On peut s’étonner que le procureur de la République n’ait pas jugé pertinent de poursuivre ces faits. Cela ne dépend nullement d’une plainte, même avec constitution de partie civile, de la malheureuse chroniqueuse : les faits sont notoires et n’ont donc pas besoin d’être portés à l’attention des autorités, qui les connaissent. Nous sommes en présence de faits dont tout porte à croire qu’ils relèvent de poursuites pénales et au sujet desquels l’action de l’État s’éteint avec une simple amende administrative.
Même si des expertises montraient que la main de la chroniqueuse n’a pas exactement touché le pantalon au niveau du sexe, mais par exemple au niveau du pubis ou de l’aine, l’acte n’en serait pas moins – au mieux, c’est-à-dire si cela pouvait avoir la moindre importance – une tentative d’attouchement sexuel, et les tentatives criminelles sont elles aussi condamnées. Les « 3 500 plaintes auprès du CSA » (qui n’ont débouché sur aucunes poursuites) attestent la nature du « message » communiqué par ces faits : de nombreuses personnes se sont senties atteintes par l’agression. Une agression traitée par les autorités françaises en simple manquement déontologique plutôt qu’en infraction pénale.

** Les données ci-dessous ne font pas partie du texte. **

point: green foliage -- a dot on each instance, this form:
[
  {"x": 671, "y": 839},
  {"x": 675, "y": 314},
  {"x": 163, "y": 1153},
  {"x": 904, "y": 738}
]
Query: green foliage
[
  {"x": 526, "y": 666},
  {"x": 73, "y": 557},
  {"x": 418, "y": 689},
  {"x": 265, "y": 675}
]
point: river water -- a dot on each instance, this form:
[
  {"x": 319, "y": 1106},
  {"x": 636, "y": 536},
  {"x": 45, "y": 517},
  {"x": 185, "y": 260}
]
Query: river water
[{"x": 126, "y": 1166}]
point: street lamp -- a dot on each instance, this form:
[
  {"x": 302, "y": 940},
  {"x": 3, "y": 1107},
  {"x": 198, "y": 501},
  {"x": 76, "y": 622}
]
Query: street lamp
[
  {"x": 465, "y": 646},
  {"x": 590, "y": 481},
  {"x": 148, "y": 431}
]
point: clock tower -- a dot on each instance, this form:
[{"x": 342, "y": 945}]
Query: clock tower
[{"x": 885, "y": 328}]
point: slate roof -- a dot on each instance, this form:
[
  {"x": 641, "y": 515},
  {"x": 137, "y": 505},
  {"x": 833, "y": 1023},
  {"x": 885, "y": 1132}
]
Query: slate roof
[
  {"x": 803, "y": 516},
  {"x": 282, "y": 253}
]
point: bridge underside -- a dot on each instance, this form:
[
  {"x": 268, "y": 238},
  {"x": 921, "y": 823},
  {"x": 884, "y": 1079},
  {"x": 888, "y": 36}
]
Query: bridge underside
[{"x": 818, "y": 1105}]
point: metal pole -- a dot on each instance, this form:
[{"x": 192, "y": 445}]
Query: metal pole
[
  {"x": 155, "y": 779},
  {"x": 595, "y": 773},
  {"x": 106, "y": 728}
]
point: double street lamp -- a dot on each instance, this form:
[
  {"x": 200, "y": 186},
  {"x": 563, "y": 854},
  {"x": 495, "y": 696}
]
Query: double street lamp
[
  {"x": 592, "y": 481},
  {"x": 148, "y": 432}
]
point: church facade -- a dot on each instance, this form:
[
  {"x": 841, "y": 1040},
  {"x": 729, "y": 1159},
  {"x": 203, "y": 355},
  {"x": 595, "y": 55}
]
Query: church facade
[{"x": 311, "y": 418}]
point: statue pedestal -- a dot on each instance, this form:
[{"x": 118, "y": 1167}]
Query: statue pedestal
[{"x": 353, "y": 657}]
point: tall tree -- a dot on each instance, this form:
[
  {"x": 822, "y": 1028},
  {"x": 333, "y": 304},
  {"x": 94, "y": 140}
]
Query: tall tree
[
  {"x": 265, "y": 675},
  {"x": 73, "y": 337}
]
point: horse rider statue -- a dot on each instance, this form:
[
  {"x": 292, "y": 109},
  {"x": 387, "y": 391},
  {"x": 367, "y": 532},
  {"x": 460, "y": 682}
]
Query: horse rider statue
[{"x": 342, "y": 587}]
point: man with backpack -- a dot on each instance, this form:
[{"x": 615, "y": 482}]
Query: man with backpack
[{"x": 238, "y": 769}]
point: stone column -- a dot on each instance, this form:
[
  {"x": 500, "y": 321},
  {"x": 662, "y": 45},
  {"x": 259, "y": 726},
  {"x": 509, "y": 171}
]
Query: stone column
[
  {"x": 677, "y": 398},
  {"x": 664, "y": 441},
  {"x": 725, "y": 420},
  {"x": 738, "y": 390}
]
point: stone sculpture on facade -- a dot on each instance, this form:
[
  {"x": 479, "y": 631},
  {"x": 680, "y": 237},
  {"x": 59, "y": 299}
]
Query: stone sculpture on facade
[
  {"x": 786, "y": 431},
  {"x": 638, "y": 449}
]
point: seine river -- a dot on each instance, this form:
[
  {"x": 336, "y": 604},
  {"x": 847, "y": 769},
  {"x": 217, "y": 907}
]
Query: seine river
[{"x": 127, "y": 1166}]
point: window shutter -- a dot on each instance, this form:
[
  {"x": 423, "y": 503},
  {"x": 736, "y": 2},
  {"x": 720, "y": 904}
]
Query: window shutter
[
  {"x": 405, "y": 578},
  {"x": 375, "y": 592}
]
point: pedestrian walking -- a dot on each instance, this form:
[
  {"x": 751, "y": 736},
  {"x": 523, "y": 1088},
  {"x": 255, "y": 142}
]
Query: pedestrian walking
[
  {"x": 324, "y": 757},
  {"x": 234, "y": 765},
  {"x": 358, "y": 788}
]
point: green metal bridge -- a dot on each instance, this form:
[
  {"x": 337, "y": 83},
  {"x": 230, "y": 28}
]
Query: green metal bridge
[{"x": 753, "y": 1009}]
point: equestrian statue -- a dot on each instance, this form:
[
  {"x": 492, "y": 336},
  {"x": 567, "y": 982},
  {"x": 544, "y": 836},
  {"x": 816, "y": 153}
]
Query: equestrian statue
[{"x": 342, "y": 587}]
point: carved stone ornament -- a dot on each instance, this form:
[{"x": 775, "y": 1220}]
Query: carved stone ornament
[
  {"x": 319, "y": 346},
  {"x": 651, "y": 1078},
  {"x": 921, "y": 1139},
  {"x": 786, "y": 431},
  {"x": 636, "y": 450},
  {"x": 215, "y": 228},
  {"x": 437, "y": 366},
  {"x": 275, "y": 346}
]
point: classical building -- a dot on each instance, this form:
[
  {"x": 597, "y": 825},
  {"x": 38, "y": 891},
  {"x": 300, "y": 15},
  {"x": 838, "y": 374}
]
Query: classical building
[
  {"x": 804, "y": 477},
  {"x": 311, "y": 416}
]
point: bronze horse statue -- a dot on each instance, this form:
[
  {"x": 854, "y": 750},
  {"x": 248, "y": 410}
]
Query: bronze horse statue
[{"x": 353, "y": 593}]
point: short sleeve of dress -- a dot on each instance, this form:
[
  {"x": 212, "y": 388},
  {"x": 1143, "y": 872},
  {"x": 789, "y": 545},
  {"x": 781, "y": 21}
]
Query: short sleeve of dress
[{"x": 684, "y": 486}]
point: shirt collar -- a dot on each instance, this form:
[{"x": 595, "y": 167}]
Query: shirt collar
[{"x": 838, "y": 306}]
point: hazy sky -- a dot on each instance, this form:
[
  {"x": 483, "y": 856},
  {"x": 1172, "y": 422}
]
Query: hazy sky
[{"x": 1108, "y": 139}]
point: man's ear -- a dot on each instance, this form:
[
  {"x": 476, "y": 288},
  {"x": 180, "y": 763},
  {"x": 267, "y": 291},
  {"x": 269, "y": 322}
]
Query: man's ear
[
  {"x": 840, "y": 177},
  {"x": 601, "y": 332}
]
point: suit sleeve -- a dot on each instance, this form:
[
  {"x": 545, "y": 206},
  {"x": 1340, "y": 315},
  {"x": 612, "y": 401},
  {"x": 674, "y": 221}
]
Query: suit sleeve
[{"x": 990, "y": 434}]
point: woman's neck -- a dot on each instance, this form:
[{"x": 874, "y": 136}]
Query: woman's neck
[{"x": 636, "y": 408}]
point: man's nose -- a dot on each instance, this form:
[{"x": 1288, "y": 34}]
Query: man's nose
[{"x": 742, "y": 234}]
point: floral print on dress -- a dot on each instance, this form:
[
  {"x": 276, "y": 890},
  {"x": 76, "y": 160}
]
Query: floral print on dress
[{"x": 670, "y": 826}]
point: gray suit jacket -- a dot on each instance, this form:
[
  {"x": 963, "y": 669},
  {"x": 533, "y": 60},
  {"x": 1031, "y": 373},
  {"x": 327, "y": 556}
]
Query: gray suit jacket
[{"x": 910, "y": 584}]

C’est pour la même raison, pour ces mêmes consciences heurtées, qu’il n’est pas non plus indispensable d’interroger la chroniqueuse, devant des faits notoires en raison de leur diffusion. Non seulement cette personne était dans une situation typique de sujétion professionnelle de nature à créer un obstacle à des déclarations aux autorités, mais en outre on n’admet pas en droit pénal les déclarations telles que « Et s’il me plaît, à moi, d’être battue ? », dans Le Malade imaginaire de Molière ; à savoir, une infraction pénale est caractérisée quoi qu’en pense ou n’en pense pas la victime, car l’atteinte est portée, à travers celle-ci, à l’ordre public, dont les autorités doivent assurer la défense.
Par ailleurs, la publicité de cette dégradation subie est de nature à rendre son caractère plus odieux encore, de sorte que, même au cas où des faits isolés de cette nature pourraient, sans publicité, ne pas représenter une offense particulièrement grave, en revanche une dégradation morale infligée en public est une humiliation bien plus sensible.

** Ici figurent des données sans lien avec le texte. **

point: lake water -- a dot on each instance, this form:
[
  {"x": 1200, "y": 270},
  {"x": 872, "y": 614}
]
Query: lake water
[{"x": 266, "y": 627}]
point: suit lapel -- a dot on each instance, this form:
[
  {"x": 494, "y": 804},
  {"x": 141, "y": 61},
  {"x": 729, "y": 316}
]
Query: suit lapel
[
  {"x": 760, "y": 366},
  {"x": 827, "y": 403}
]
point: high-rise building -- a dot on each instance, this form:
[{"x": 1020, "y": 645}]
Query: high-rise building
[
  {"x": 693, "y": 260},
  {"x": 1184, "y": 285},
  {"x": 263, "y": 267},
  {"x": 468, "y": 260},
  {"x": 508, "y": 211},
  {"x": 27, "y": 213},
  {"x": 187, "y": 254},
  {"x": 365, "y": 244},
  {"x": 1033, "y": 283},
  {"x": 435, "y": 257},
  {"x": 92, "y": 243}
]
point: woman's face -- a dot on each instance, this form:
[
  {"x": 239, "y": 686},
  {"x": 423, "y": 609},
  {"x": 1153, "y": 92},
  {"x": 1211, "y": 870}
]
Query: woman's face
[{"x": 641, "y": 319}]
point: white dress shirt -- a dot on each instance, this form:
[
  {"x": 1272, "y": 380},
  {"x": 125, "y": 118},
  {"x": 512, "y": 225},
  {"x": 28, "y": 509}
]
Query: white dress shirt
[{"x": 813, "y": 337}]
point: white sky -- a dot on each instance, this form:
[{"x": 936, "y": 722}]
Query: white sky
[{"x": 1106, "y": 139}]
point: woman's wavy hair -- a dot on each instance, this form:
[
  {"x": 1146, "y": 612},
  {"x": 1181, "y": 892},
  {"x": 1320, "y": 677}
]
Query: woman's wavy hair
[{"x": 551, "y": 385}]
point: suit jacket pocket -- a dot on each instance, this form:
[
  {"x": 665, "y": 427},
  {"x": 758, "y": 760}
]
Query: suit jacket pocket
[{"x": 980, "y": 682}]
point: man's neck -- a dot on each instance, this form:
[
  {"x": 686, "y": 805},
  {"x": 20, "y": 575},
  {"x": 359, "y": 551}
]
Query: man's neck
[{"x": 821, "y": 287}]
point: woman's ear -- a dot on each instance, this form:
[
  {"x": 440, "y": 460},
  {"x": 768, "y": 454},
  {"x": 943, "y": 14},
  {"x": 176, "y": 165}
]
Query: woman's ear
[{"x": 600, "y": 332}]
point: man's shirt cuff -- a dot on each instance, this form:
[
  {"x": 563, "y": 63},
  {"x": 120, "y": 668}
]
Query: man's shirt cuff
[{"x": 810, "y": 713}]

Précisons deux points, avant de conclure. 1/ Nous ne prétendons pas que les faits soient à compter parmi les agressions sexuelles les plus graves. 2/ L’amende de 3 millions d’euros est cependant un trompe-l’œil : est-ce même tant soit peu dissuasif, pour une société dont le chiffre d’affaires était de 95,8 millions d’euros en 2021 (135 millions en 2015) ? Pour ce qui en est de l’animateur lui-même, c’est de toute façon l’impunité ; même si l’on nous disait que c’est un pion qui n’a fait qu’appliquer le script, il n’en serait pas moins un exécutant.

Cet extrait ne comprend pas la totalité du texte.